Biophysics

Protein-driven lipid domain nucleation in biological membranes

Raft formation in cellular membranes is still a controversial topic. In this paper, we introduce two models to simulate the aggregation of sterol-sphingolipid-protein rafts. The first model is a tunable Ising model with Kawasaki dynamics to simulate a two-component lipid mixture and a third component representing a protein that induces raft formation. We perform an extensive analysis of sizes of the cluster around the third particle and its dynamics. Additionally, we identify a dependency between the cluster size and the diffusion constant that implies that the diffusion has a variable and a constant part depending on the cluster size. The approach of this finding is motivated by the process of Brownian motion. Furthermore, examining the angle- and distance-dependent distribution of raft lipids around the protein relative to its movement direction, we ascertain that the cluster around the protein follows the protein. The second model is a three-dimensional molecular dynamics model that builds a stable two-component bilayer membrane with three different phases (unstable, liquid, gel) and it works without explicit solvent particles. Also, this model of a mixed two-component lipid bilayer membrane is extended with a third particle to include a protein. In the analysis, we display the time scales that are needed to equilibrate the protein in the generated cluster, the averaged cluster size and its fluctuation. In addition, we investigate the dynamics of the protein and note that the movement of the protein is sub-diffusive on a long time scale if the membrane is in the fluid as well as in the liquid phase. Moreover, we detect that around the cluster of the protein there is a significantly lower density of raft-lipids than in the rest of the system. Finally, we compare the two theoretical models each to each.

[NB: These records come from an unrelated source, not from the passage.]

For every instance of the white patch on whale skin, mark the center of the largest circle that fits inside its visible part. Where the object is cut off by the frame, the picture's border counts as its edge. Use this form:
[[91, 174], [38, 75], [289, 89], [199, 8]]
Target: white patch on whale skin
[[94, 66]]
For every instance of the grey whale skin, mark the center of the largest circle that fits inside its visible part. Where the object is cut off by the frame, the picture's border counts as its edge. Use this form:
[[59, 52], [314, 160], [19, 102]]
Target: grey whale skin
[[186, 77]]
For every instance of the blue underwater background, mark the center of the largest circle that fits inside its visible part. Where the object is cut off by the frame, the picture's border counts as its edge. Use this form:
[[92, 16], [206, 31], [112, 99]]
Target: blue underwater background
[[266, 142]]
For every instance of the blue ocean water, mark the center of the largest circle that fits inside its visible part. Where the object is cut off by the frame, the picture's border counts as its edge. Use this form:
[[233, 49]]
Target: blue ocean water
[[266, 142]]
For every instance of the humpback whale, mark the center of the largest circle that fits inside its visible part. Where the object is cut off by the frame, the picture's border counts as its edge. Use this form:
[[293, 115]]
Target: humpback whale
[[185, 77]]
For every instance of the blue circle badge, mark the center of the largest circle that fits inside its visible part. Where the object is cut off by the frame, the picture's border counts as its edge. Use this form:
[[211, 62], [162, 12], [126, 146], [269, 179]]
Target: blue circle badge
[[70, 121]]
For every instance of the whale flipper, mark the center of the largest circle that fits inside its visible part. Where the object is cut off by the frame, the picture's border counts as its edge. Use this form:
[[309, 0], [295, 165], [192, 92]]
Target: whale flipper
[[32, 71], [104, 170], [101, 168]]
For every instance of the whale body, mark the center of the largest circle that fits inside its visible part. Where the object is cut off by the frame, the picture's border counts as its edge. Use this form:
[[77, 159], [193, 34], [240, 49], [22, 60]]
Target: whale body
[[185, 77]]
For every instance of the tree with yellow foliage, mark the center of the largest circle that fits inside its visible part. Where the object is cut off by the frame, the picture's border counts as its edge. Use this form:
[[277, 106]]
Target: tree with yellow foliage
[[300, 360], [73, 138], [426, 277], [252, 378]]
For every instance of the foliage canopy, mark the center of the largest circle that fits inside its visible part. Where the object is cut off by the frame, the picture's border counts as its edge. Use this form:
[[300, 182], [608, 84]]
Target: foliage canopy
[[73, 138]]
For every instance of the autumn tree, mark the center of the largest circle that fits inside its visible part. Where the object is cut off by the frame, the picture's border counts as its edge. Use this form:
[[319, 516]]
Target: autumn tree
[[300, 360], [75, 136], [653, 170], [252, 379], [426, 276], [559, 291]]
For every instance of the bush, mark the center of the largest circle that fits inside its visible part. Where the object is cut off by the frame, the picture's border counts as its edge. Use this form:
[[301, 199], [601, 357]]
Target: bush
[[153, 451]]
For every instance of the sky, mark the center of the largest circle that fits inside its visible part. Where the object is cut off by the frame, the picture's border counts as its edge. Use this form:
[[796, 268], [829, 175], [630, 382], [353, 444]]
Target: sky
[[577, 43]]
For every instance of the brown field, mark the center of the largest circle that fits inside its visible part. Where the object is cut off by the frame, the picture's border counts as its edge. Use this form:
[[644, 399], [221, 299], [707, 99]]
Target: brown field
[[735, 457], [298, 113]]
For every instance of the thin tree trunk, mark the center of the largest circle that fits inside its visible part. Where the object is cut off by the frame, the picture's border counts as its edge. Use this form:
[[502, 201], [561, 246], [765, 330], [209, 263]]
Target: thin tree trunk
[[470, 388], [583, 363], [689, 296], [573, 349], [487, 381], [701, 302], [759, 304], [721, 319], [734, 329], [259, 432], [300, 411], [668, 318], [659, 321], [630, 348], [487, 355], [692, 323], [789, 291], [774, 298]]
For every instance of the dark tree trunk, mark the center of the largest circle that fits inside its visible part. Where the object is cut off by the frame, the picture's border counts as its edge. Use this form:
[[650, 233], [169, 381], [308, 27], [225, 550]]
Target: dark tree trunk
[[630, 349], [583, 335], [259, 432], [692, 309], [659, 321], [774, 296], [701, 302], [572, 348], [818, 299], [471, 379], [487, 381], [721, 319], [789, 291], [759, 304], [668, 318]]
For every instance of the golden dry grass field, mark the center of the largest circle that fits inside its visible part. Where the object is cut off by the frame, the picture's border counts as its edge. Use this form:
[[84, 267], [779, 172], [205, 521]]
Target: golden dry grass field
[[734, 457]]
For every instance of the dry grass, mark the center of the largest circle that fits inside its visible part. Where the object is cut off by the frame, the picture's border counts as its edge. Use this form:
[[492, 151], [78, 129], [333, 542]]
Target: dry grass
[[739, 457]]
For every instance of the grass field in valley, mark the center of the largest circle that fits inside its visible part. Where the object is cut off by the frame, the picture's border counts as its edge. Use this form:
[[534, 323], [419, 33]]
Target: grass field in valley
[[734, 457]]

This paper presents the results of my master thesis, I submitted in June 2017 with the title "Statistical Physics of Raft formation in Cell Membranes". S. Zapperi was my supervisor.

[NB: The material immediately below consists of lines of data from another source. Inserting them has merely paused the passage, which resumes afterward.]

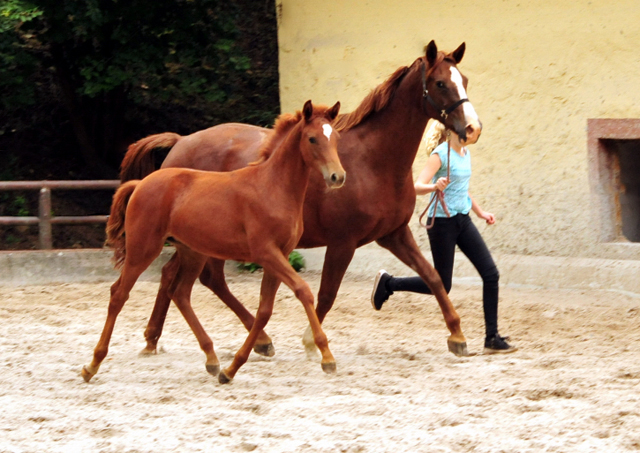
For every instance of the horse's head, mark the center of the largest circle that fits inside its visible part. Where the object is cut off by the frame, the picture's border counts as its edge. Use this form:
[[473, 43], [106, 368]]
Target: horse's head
[[319, 143], [445, 91]]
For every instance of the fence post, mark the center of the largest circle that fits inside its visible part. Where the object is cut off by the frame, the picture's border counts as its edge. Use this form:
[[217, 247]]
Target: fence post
[[44, 208]]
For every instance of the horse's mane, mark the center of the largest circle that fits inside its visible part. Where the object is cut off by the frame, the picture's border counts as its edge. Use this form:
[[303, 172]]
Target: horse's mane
[[380, 96], [281, 128]]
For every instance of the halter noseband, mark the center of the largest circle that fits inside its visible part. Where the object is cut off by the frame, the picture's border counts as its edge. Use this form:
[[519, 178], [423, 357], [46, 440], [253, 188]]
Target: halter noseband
[[444, 112]]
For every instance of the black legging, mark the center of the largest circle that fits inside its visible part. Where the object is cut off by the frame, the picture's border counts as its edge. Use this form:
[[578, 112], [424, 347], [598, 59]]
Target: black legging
[[445, 234]]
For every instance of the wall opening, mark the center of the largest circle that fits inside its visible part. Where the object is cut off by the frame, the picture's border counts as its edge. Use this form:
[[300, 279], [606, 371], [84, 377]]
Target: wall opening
[[614, 173], [626, 182]]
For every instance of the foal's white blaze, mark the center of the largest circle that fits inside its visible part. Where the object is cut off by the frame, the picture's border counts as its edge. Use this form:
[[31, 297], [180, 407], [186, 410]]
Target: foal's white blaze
[[327, 130], [470, 115]]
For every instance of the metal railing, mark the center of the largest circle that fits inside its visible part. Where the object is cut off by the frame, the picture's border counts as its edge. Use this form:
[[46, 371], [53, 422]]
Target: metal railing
[[44, 220]]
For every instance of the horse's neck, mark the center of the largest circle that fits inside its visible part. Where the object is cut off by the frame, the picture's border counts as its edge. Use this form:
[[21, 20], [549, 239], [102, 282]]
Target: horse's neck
[[287, 168], [398, 129]]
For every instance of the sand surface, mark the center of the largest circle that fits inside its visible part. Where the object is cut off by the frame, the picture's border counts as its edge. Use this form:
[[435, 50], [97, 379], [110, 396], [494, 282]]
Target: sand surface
[[574, 385]]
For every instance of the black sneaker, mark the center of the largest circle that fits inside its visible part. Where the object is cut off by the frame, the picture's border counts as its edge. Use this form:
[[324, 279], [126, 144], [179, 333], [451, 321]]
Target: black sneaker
[[380, 293], [498, 345]]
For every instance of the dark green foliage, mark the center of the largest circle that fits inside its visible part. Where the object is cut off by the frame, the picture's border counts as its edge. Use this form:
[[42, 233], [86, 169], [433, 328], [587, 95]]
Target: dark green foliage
[[84, 78], [295, 259]]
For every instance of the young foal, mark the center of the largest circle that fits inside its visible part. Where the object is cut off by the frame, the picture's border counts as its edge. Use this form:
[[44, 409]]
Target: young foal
[[252, 214]]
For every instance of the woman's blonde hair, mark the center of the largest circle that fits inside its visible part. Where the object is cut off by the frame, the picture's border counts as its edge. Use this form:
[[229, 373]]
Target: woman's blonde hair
[[435, 135]]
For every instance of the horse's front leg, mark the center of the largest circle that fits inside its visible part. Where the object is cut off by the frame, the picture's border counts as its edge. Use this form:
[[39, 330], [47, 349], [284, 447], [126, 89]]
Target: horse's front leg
[[403, 245], [212, 277], [302, 291], [336, 262]]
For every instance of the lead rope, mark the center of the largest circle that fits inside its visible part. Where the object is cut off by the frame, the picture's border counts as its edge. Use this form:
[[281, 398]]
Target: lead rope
[[438, 195]]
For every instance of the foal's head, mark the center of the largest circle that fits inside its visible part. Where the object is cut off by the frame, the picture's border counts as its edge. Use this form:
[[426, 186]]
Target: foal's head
[[319, 142], [446, 91]]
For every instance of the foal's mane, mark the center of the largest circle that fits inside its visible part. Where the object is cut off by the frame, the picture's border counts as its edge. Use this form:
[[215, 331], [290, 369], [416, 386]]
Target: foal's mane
[[283, 125], [381, 95]]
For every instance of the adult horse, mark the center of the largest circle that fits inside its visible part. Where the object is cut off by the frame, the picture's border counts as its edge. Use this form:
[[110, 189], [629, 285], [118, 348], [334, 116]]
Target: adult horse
[[379, 142], [252, 214]]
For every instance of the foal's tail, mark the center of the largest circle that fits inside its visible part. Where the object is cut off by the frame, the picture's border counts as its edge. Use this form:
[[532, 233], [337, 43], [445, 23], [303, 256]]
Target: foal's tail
[[138, 161], [115, 224]]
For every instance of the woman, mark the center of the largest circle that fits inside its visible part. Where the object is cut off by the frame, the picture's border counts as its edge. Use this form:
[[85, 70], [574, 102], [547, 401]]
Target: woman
[[446, 232]]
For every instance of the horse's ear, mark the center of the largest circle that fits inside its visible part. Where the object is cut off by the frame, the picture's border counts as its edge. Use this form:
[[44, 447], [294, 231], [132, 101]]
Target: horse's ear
[[332, 113], [432, 52], [307, 110], [459, 53]]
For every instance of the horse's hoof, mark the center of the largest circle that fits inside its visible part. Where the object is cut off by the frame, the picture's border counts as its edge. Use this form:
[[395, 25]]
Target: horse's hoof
[[458, 348], [312, 352], [329, 367], [146, 352], [86, 374], [266, 350], [223, 378]]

Research Project: Repelling Asymmetric Simple Exclusion Process

Kinesins are motor proteins that are able to move on microtubules (MT) by the energy gained from the hydrolysis of adenosine triphosphate (ATP). They are involved in different cellular processes. Until recently, the belief prevailed that kinesins move only in one direction either to the plus- or minus-end of the MT. Recent studies show that kinesin-5 Cut-7 motors can reverse their direction. The direction reversal occurs in in crowed regions due to steric interaction. We introduce a model called the "repelling asymmetric simple exclusion process" (RASEP) which is a specific case of the asymmetric simple exclusion process (ASEP). In our model, motors move on a discrete, filamentous structure in a preferred direction as long as there is no hindrance. If the motors cannot move in the preferred direction and if the is no hindrance in the other direction, motor make a backwards-step. We perform a extensive analysis of the model with open on closed boundary conditions. In the first, we investigate current and density depending on the in- and out- rates at the boundaries (see figure above) and find a current-density relation. In the second, we investigate temporal evolution of density steps. Further, we categorize the evolution behavior in six types.